With the progression of her illness, her hapless husband found his pipe in the washing basket, his wife's hairbrush in the oven. She at first found difficulty finding her way home from the shops, later, around the apartment.

Alzheimer's makes you lose your possessions, the threads that hold your life together, even as you hold them in your hand. You forget how to identify everyday objects such as a fork and knife, which is what happened to Jowell.

Sorour-Morris never burdens her readers with her knowledge but she does explain that agonosia, the Greek word for "without knowledge", describes this inability to put together the sensory inputs of touch and smell that may remain intact in the brain of an Alzheimer's sufferer.

She has immersed herself in Jowell's life, engaging, yet drawing aside, to allow us an entree into the world that has remained largely inarticulate; for myself at least. It remains a lump in the throats of the few friends and family members who have lost their own mothers to this disease long before death.

The ambivalence they expressed when their mothers finally died finds an explanation in the harrowing journey Sorour-Morris charts.

In my initial reading of this book, I skimmed over the adjectives describing Jowell's luminosity, her genius and the great heights she would reach, as if to protect myself from the inevitability of the fall.

The writing allows for no such distancing, even as it describes her intense privacy, her reluctance to share her experience with friends, which I read as independence, even a virtual coldness.

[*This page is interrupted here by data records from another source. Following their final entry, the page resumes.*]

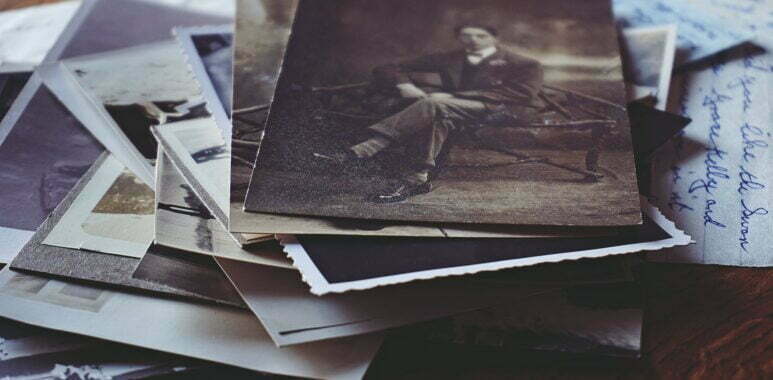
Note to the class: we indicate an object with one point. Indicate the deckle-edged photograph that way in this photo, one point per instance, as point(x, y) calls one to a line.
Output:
point(488, 112)
point(118, 95)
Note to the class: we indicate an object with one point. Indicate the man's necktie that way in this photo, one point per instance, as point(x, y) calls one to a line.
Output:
point(474, 58)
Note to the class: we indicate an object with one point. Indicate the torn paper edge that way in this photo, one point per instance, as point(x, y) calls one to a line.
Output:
point(320, 286)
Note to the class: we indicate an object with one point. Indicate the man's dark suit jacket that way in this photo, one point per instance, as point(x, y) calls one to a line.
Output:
point(504, 78)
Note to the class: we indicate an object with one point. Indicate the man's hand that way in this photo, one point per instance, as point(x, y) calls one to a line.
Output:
point(410, 91)
point(440, 95)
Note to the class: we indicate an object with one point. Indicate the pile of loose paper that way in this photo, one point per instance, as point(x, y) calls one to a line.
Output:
point(285, 185)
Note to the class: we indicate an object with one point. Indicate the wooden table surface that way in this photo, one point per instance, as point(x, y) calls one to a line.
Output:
point(700, 322)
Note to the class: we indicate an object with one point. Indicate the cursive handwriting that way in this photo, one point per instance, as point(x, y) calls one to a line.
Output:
point(744, 82)
point(707, 214)
point(714, 155)
point(748, 181)
point(750, 135)
point(746, 215)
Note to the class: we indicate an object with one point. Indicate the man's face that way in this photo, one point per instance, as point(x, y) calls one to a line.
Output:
point(475, 39)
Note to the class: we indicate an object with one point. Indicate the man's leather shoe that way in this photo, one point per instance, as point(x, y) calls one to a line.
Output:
point(401, 192)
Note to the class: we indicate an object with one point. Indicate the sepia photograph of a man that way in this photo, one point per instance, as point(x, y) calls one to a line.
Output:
point(493, 112)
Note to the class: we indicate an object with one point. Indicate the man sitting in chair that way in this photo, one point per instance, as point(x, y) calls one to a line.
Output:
point(481, 82)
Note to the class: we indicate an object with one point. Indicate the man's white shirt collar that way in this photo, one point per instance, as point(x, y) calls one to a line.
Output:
point(481, 54)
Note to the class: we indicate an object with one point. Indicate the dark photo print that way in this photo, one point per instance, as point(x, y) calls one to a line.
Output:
point(494, 111)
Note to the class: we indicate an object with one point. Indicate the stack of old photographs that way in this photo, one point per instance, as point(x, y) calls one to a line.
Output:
point(284, 186)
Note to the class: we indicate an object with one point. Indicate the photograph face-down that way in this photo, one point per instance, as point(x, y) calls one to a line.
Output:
point(488, 113)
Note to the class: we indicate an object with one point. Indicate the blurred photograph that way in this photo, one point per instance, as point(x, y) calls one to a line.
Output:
point(491, 112)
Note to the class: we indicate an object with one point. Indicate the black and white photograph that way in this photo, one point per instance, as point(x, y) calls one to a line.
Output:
point(112, 214)
point(160, 89)
point(337, 264)
point(184, 222)
point(394, 115)
point(209, 53)
point(262, 32)
point(392, 189)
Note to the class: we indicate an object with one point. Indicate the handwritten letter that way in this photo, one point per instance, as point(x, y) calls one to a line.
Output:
point(714, 179)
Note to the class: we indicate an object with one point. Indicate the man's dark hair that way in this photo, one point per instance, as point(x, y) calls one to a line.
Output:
point(492, 30)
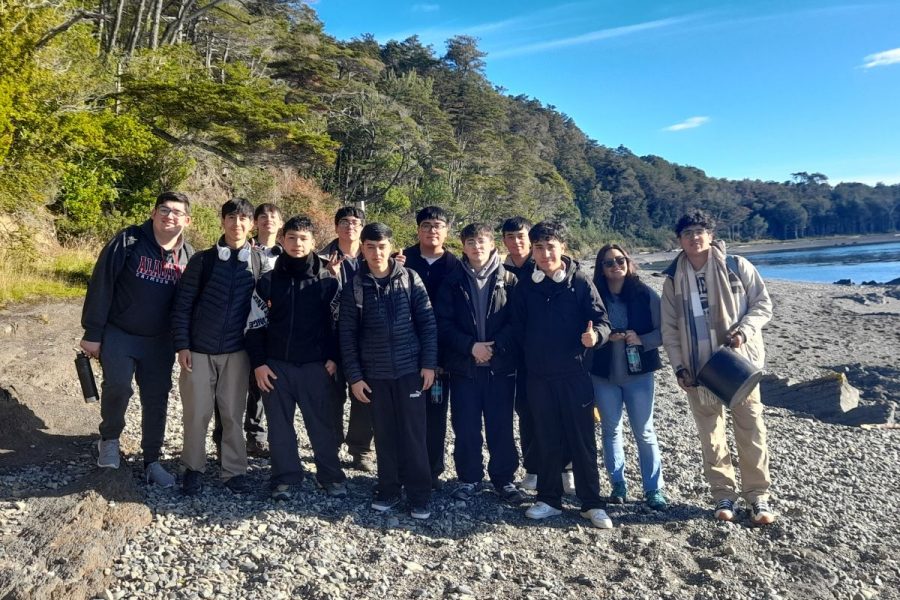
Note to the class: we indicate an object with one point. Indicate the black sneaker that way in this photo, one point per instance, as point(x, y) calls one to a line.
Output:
point(191, 484)
point(511, 494)
point(238, 484)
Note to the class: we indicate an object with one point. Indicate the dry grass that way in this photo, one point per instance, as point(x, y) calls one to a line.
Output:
point(26, 277)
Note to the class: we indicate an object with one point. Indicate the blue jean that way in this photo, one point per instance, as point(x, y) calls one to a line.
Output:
point(637, 397)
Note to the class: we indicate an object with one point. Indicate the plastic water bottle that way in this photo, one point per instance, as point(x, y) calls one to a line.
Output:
point(437, 391)
point(86, 377)
point(633, 356)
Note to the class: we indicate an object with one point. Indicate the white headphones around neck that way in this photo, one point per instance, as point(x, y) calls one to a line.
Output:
point(538, 276)
point(225, 252)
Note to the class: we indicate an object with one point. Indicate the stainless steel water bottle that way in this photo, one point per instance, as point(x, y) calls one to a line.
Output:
point(86, 377)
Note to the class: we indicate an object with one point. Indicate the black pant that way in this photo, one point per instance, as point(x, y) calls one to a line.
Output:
point(398, 411)
point(563, 410)
point(436, 425)
point(490, 396)
point(309, 387)
point(359, 427)
point(149, 361)
point(253, 426)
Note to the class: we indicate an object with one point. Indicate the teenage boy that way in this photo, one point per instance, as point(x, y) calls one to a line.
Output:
point(294, 357)
point(343, 256)
point(208, 322)
point(388, 340)
point(558, 315)
point(267, 221)
point(126, 325)
point(478, 346)
point(519, 262)
point(433, 262)
point(709, 299)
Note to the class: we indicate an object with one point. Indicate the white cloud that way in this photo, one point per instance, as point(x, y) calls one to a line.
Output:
point(690, 123)
point(882, 59)
point(586, 38)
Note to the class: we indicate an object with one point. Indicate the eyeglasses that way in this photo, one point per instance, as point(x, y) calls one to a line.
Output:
point(693, 232)
point(166, 211)
point(434, 226)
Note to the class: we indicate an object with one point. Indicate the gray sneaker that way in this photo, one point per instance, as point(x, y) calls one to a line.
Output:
point(155, 474)
point(108, 454)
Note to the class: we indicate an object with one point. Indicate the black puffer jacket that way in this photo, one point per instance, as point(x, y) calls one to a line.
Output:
point(212, 320)
point(458, 331)
point(393, 333)
point(302, 297)
point(550, 317)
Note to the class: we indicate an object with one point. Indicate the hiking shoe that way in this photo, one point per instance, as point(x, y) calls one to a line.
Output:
point(529, 482)
point(419, 512)
point(725, 510)
point(385, 504)
point(238, 484)
point(154, 473)
point(540, 510)
point(364, 463)
point(657, 500)
point(258, 448)
point(336, 489)
point(108, 453)
point(761, 514)
point(282, 491)
point(598, 518)
point(511, 494)
point(465, 491)
point(619, 493)
point(191, 485)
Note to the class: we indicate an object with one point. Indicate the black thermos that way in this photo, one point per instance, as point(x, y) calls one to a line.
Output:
point(86, 377)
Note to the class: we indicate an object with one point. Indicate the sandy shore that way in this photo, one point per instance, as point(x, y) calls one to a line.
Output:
point(760, 247)
point(836, 536)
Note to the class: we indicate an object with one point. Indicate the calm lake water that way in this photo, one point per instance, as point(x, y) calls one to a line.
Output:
point(870, 262)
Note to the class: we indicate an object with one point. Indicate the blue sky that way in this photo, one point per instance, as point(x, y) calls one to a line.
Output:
point(756, 89)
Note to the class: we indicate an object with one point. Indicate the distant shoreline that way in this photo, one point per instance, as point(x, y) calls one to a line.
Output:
point(750, 248)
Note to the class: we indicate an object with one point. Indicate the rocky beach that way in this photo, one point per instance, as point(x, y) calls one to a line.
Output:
point(70, 530)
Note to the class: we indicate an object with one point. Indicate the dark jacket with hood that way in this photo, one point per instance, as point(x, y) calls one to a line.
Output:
point(133, 284)
point(550, 317)
point(211, 317)
point(458, 327)
point(637, 297)
point(393, 332)
point(302, 298)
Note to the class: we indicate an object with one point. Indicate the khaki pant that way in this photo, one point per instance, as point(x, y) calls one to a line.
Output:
point(216, 380)
point(749, 436)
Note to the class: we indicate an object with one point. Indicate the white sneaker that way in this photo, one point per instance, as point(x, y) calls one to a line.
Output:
point(154, 473)
point(541, 510)
point(530, 482)
point(598, 518)
point(108, 453)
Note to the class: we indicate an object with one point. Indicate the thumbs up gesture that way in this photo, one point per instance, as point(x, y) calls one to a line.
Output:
point(589, 338)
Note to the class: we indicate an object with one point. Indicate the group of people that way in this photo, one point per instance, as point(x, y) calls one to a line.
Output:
point(261, 326)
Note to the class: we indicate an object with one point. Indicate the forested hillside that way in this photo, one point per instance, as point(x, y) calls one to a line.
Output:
point(104, 103)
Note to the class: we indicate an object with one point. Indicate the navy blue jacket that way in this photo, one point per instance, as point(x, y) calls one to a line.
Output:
point(550, 317)
point(454, 310)
point(133, 284)
point(211, 320)
point(393, 333)
point(302, 296)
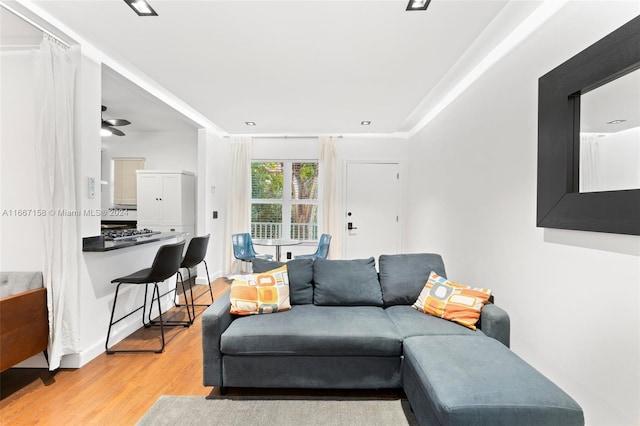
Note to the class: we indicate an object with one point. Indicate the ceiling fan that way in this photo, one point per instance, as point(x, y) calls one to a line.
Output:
point(107, 127)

But her family, including her daughters Nicola and Justine, suffers the gaping rift and isolation of her illness.

They assist Sorour-Morris in this hugely difficult enterprise, instilling memory where a rich life can no longer be seen on a canvas that is fast becoming void.

Amid the dependence, disintegration and incontinence and the harsh facts from which Sorour-Morris does not recoil, she restores Jowell to her former super-self. Sorour-Morris takes us equally through the slow, muddled breakdown of that self. She has imagined herself into this life, with grace.